Le développement de la
civilisation lui impose des restrictions, et la justice exige que ces restrictions ne
soient épargnées à personne.
Quand une communauté humaine sent s'agiter en
elle une poussée de liberté, cela peut répondre à un mouvement de révolte
contre une injustice évidente, devenir ainsi favorable à un nouveau
développement de la culture et demeurer compatible avec lui.
Mais cela peut
être aussi l'effet de la persistance d'un reste de l'individualisme indompté et
former alors la base de tendances hostiles à la civilisation.
La poussée de liberté
se dirige de ce fait contre certaines formes ou certaines exigences culturelles,
ou bien même contre la civilisation.
QUESTIONS
1.
2.
a.
b.
3.
Dégagez l'idée générale du texte et son argumentation.
Expliquez :
« [...] l'individu n'était guère en état de la défendre ».
« [...] la persistance d'un reste de l'individualisme indompté ».
La liberté est-elle incompatible avec la civilisation ?
QUESTION 1
L'idée directrice est la thèse du texte.
Freud s'interroge sur la nature et l'origine de la liberté individuelle.
Il montre
qu'elle est antérieure à toute forme de civilisation et que l'homme doit y renoncer, au moins partiellement, pour vivre
avec les autres.
Mais elle ne disparaît pas, et menace toujours de resurgir contre la civilisation, de la même façon
qu'une pensée inconsciente parvient à franchir la porte de la conscience et à se manifester, sous la forme d'un acte
manqué, d'un lapsus ou d'un rêve.
De là les étapes de l'argumentation (ou le plan) du texte.
Les trois premières lignes posent que la liberté individuelle
était la plus grande dans l'état de nature, ici compris comme la condition humaine avant toute forme de civilisation.
La
phrase suivante montre que la justice postule la restriction, égale pour tous, de la liberté individuelle.
La fin du texte
distingue ainsi deux interprétations possibles des « poussées de liberté » dans la civilisation : soit il s'agit de révoltes
contre l'injustice collective, et alors la liberté revendiquée est bien celle de l'homme civilisé ; soit il s'agit de
revendications d'une liberté individuelle insuffisamment domptée, et alors on assiste au retour de l'homme naturel
refoulé.
QUESTION 2
a.
« [...] l'individu n'était guère en état de la défendre »
Cette réflexion peut surprendre.
Car comment soutenir à la fois que l'homme exprime au plus haut point sa liberté
individuelle dans l'état de nature, mais qu'il ne puisse pas la défendre et donc, pour Freud, qu'elle soit sans « valeur » ?
Pour deux raisons sans doute.
D'une part, l'état de nature se caractérise par l'absence de toute loi, morale y compris
(puisque la civilisation désigne la progression de l'homme vers la moralité).
Or qui dit absence de loi dit aussi absence
d'interdit.
L'homme a donc le droit d'étendre sa liberté individuelle jusqu'où bon lui semble, la fin justifiant les moyens.
Mais il est aussi à la merci d'autrui, qui se comporte de façon similaire.
Et s'il est lésé, il n'a aucune institution à qui
demander réparation.
Sa liberté individuelle risque donc à tout moment d'être anéantie.
Mais d'autre part, si l'on
considère que la civilisation commence au moment où l'homme se découvre comme un sujet pensant, comme un je,
alors l'état de nature désigne, en tous les sens du terme, un état d'inconscience.
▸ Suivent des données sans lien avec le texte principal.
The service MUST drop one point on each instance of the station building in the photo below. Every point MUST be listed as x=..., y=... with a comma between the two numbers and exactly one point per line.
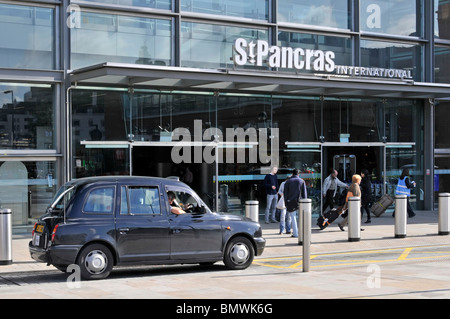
x=101, y=87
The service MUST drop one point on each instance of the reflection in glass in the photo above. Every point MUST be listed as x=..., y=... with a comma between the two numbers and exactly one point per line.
x=27, y=188
x=353, y=120
x=397, y=17
x=211, y=46
x=391, y=55
x=442, y=114
x=27, y=38
x=442, y=64
x=325, y=13
x=252, y=9
x=114, y=38
x=442, y=19
x=26, y=116
x=156, y=4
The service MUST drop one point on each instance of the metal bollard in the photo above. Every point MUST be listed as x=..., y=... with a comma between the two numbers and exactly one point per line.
x=5, y=236
x=400, y=216
x=300, y=222
x=444, y=216
x=354, y=219
x=305, y=211
x=252, y=210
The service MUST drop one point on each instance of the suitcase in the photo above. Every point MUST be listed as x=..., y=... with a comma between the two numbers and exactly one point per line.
x=380, y=207
x=329, y=217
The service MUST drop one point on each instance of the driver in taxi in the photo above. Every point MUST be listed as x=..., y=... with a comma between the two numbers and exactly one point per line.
x=174, y=207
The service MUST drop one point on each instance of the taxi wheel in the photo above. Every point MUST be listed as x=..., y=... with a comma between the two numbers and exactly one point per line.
x=239, y=253
x=95, y=262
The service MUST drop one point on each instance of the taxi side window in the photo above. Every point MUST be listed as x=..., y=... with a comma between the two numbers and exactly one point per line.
x=140, y=200
x=100, y=201
x=183, y=199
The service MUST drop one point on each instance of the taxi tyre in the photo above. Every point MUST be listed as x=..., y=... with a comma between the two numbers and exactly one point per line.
x=239, y=253
x=95, y=262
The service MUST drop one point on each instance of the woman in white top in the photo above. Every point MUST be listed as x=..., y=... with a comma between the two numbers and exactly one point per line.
x=284, y=224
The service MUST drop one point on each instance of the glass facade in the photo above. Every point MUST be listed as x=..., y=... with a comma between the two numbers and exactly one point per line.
x=27, y=116
x=442, y=19
x=155, y=4
x=45, y=41
x=108, y=115
x=397, y=17
x=391, y=55
x=27, y=188
x=29, y=42
x=103, y=37
x=252, y=9
x=341, y=46
x=322, y=13
x=211, y=46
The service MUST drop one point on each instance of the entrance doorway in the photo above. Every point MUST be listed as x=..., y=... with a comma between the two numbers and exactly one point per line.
x=349, y=160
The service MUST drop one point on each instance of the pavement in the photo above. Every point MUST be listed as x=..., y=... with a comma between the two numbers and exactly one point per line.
x=378, y=266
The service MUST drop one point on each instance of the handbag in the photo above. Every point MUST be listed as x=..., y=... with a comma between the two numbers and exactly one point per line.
x=280, y=204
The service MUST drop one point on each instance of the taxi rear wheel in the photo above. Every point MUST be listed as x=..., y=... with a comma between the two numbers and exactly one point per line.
x=239, y=253
x=95, y=262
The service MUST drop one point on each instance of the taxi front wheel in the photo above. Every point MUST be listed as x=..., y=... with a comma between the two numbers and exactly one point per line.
x=239, y=253
x=95, y=262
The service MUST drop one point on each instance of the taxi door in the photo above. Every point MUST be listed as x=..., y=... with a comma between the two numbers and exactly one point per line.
x=142, y=227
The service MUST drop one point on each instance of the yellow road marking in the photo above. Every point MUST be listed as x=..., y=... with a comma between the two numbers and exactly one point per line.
x=297, y=264
x=347, y=262
x=405, y=254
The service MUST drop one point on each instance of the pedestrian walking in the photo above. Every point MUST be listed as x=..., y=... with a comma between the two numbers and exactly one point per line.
x=294, y=190
x=404, y=186
x=366, y=194
x=285, y=219
x=271, y=187
x=330, y=186
x=353, y=191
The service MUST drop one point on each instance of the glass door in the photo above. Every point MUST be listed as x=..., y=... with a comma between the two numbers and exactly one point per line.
x=401, y=156
x=352, y=158
x=307, y=158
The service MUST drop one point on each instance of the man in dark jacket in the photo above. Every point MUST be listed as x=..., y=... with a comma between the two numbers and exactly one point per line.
x=294, y=190
x=271, y=186
x=366, y=194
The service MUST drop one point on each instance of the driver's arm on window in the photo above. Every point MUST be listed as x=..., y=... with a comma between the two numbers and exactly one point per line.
x=176, y=210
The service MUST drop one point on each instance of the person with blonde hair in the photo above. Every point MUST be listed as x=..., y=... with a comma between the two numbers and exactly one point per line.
x=353, y=191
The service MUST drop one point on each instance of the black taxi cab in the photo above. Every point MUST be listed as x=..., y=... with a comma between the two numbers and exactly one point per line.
x=100, y=222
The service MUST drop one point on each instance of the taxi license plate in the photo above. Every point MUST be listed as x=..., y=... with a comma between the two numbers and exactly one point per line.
x=36, y=240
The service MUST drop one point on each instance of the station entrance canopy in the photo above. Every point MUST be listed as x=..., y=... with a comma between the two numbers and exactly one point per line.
x=252, y=81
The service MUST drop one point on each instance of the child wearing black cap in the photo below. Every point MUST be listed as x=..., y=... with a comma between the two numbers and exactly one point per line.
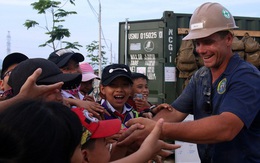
x=68, y=62
x=9, y=63
x=116, y=86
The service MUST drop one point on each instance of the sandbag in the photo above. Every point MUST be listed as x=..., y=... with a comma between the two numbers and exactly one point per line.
x=250, y=44
x=237, y=45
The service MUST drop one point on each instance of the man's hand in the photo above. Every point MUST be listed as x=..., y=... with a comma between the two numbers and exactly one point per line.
x=138, y=135
x=31, y=90
x=156, y=145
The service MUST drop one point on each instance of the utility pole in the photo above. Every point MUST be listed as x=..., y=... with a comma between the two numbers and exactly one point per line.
x=110, y=48
x=8, y=43
x=99, y=47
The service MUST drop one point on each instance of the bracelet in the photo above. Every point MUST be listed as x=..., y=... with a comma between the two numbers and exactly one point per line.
x=110, y=147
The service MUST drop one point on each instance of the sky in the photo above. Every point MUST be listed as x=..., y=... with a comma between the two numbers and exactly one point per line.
x=84, y=26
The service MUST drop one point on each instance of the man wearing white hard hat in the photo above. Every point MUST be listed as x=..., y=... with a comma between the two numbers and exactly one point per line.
x=223, y=96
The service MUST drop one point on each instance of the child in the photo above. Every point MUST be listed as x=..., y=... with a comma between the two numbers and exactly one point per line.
x=68, y=62
x=95, y=149
x=139, y=96
x=38, y=131
x=116, y=86
x=50, y=74
x=88, y=79
x=9, y=63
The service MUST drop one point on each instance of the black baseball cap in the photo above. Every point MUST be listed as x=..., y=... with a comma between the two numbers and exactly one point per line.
x=113, y=71
x=11, y=59
x=50, y=74
x=62, y=56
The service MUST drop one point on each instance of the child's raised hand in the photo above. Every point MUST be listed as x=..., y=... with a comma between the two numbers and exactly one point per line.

L'homme ne peut donc y distinguer
les pensées qui viennent de lui et celles qui lui sont dictées de l'extérieur : il ne peut défendre en toute connaissance
de cause ses libertés spécifiques.
b.
« [...] la persistance d'un reste de l'individualisme indompté »
La « persistance d'un reste » implique que quelque chose de ce qui existait auparavant demeure.
« Indompté » signifie
que ce sont le domptage ou le dressage, par la civilisation, qui ont permis aux autres « restes » de disparaître.
Et
«l'individualisme» renvoie à la liberté individuelle dont il est question à la ligne 1, c'est-à-dire à la propension de tout
individu à n'agir qu'en vue de son intérêt personnel.
Freud veut donc dire que la civilisation a forcé l'individu à renoncer
à ne faire usage de sa liberté qu'en vue de son intérêt privé (et au détriment d'autrui), mais qu'elle n'a pas pour autant
fait disparaître toute cette tendance.
Celle-ci est seulement « refoulée », pour employer un vocabulaire
psychanalytique.
L'individu la range soigneusement dans un petit coin de son inconscient afin de pouvoir vivre en paix
avec ses semblables.
Mais il ne peut pas faire en sorte qu'elle ne se manifeste plus jamais.
En tout homme civilisé dort
donc un individualiste indompté, toujours prêt à se dresser contre la communauté si ses intérêts personnels sont
bafoués.
QUESTION 3.
»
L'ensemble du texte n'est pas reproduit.